Today, treatment decisions often involve trial and error, a patient may begin immunotherapy, endure weeks or months of debilitating side effects, only to find the treatment isn’t working. That experience can be physically exhausting, emotionally distressing, and financially costly.
This technology offers the ability to analyse a patient’s tissue sample at diagnosis and predict, using AI, whether immunotherapy is likely to benefit them.

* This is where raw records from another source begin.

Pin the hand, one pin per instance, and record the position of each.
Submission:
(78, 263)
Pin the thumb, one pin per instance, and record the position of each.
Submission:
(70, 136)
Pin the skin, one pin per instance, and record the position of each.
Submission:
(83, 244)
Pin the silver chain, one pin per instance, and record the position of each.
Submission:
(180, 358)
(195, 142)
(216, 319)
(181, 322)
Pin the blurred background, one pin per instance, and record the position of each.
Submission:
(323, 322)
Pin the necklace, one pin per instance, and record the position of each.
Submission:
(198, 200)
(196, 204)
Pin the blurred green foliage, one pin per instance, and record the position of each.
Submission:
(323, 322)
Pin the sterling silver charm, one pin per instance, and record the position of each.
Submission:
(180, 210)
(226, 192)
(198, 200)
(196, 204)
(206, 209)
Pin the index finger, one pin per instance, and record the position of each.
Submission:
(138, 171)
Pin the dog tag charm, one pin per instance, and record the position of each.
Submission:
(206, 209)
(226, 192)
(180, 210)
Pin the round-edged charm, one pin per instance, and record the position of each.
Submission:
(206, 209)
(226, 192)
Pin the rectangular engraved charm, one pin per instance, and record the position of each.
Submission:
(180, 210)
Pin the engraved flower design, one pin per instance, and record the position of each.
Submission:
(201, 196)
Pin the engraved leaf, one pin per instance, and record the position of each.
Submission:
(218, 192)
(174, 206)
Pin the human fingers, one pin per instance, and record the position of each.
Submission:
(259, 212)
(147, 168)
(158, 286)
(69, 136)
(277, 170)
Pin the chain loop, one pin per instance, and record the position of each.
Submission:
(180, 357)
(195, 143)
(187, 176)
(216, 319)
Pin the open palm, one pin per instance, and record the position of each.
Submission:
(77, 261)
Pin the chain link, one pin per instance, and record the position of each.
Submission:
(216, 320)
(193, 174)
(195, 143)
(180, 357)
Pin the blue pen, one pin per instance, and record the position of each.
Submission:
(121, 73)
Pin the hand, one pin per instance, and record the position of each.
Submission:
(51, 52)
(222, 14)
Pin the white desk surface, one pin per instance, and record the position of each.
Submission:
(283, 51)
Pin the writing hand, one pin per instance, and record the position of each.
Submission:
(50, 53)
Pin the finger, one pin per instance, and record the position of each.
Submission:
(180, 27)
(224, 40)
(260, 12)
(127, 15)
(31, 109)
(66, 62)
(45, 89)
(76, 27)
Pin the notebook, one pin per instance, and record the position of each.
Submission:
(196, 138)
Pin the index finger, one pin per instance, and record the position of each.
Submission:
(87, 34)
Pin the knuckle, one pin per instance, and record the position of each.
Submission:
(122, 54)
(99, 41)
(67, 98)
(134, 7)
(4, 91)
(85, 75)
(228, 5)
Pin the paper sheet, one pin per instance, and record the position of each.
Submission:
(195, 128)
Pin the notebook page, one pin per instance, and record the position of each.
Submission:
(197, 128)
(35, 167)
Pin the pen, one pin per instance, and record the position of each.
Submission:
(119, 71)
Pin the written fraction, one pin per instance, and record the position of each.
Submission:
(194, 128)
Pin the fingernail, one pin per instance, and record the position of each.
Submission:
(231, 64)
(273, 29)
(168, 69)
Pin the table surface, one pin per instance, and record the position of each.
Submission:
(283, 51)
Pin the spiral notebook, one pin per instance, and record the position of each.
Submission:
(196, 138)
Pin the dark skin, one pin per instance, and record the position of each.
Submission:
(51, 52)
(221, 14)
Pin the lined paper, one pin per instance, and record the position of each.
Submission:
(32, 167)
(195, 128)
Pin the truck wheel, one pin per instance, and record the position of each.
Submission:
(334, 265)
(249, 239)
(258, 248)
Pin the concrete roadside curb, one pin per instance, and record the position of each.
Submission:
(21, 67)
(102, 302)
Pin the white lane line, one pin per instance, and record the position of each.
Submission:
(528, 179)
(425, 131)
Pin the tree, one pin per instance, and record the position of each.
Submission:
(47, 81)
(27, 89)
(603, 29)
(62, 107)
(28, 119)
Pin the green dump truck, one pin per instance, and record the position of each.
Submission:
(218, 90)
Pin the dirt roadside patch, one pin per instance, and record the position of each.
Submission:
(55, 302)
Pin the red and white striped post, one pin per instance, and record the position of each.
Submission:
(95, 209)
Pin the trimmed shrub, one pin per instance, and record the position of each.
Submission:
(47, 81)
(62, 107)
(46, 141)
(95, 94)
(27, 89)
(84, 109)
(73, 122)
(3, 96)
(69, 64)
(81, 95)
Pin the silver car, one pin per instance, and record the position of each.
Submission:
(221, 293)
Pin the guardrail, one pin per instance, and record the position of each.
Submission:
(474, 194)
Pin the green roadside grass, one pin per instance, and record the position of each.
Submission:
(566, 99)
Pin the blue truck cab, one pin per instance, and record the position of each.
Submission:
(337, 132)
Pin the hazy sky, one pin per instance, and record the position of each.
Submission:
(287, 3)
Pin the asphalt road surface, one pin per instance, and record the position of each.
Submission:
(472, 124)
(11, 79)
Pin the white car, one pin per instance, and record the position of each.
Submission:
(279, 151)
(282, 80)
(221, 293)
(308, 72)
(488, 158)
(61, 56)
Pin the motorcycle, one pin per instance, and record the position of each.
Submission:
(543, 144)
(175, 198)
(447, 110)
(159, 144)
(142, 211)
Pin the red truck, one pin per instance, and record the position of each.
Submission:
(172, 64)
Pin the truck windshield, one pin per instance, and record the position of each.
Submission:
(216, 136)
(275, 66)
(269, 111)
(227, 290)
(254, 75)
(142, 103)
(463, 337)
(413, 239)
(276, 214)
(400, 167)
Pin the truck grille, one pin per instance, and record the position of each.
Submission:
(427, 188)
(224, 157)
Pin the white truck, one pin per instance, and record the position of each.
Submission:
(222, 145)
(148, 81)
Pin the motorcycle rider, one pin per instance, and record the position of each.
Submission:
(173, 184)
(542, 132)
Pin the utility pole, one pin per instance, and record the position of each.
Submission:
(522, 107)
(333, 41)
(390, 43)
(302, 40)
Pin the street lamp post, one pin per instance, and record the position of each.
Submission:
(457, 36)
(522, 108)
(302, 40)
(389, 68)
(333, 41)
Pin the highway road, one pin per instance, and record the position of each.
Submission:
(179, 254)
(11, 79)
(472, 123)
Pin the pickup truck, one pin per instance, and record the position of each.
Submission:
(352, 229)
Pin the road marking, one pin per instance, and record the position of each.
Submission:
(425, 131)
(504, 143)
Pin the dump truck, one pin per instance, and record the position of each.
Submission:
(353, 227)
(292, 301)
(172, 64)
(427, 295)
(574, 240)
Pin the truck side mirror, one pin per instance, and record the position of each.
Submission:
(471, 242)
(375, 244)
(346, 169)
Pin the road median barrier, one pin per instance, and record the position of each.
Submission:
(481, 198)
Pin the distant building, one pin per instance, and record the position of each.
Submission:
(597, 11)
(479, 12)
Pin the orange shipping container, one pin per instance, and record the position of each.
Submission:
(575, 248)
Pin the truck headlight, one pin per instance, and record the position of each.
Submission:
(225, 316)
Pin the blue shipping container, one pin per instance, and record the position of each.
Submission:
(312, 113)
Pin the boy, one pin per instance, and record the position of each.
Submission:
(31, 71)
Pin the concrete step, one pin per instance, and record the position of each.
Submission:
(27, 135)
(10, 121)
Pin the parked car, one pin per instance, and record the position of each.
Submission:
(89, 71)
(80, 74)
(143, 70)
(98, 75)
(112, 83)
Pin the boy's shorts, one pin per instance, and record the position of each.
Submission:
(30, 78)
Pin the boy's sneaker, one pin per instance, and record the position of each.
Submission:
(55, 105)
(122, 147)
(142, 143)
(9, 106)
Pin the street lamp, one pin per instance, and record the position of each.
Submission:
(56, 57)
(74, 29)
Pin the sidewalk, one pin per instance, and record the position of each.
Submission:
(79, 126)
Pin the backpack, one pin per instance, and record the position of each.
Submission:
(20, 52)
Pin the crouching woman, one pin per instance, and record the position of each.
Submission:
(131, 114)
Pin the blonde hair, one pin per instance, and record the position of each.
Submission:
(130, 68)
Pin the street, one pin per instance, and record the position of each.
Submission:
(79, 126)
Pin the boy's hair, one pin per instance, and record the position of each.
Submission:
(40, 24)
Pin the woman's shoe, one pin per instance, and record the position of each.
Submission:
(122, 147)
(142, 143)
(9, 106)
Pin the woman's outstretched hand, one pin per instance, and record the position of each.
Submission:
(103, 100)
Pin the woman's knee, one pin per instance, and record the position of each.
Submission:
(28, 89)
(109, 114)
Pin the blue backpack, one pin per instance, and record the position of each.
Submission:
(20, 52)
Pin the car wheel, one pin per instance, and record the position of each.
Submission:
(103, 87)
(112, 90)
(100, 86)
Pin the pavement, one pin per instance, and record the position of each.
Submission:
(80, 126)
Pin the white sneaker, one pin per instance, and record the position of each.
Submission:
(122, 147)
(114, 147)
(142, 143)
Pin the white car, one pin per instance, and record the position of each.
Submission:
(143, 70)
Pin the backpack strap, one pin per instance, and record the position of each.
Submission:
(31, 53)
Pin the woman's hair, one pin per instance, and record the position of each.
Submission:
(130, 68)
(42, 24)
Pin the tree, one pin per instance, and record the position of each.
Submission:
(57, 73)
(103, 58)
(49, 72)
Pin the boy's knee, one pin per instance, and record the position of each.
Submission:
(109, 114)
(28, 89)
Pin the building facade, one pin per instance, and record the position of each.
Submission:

If identified early as a likely non-responder, their oncologist can immediately explore alternative therapies better suited to their biology, sparing them unnecessary suffering and delays in receiving effective treatment. For likely responders, it provides clinicians with greater confidence in their treatment plan and gives patients reassurance that the therapy they are undergoing is the right one for them.
“The path of research is rarely easy, long hours, setbacks, and moments of self-doubt, but when you recognise that your work could spare a patient and their family from unnecessary suffering, financial burden, and emotional trauma, every difficulty becomes worthwhile.”
Ultimately, this technology has the potential to make the treatment journey more personalised, more efficient, and far less burdensome, moving melanoma care toward precision medicine that puts the individual patient at the centre.
What does it mean to you personally to know your research could benefit someone’s treatment or outcome?
Knowing our research could genuinely benefit someone is the ultimate driving force. The path of research is rarely easy, long hours, setbacks, and moments of self-doubt, but when you recognise that your work could spare a patient and their family from unnecessary suffering, financial burden, and emotional trauma, every difficulty becomes worthwhile. There is no greater fulfilment. It is what gives this work its deepest purpose.
How close are we to seeing AI tools like yours used routinely in hospitals or clinics? Could this approach be applied to other cancers beyond melanoma?
We are making significant progress, but important steps remain before tools like this become routine in clinical settings, large-scale clinical validation, regulatory approval, and integration into existing workflows. The field is moving rapidly, however, and I am genuinely optimistic that AI-assisted pathology will become a meaningful part of clinical decision-making within the next five years.
What we are developing is built around the unique biology of melanoma and the detailed visual information captured by multiplex immunofluorescence imaging. While the approach may offer broader lessons for cancer care, our immediate focus is on delivering a reliable, clinician-ready tool where the need is greatest and our evidence base is strongest.
What has been the most rewarding part of your work so far? What keeps you going on the hard days?
Seeing our first framework published in the IEEE Journal of Biomedical and Health Informatics, a leading peer-reviewed journal, was genuinely rewarding. After rigorous review cycles, seeing that work validated and made openly accessible felt like a considerable milestone. It was the first tangible step toward our broader goal, and confirmation that we are on the right path.
On the hard days, I step back and remind myself of the purpose behind this work, what we are trying to achieve, and how meaningful it could be for patients and their families. That perspective never fails to re-centre me.
Looking ahead, what impact do you hope your research will have in the next 5-10 years?
In the next 5 to 10 years, I hope to see this research move from the lab into real clinical settings, where AI-assisted pathology becomes a routine part of treatment decision-making for melanoma patients. The immediate goal is to have a validated, clinically deployable tool that oncologists can trust and use with confidence.
The ultimate vision is a future where no patient undergoes a therapy that was never going to work for them, and treatment becomes truly personalised, sparing patients and their families unnecessary trauma, emotional burden, and financial cost.
“On the hard days, I step back and remind myself of the purpose behind this work, what we are trying to achieve, and how meaningful it could be for patients and their families. That perspective never fails to re-centre me.”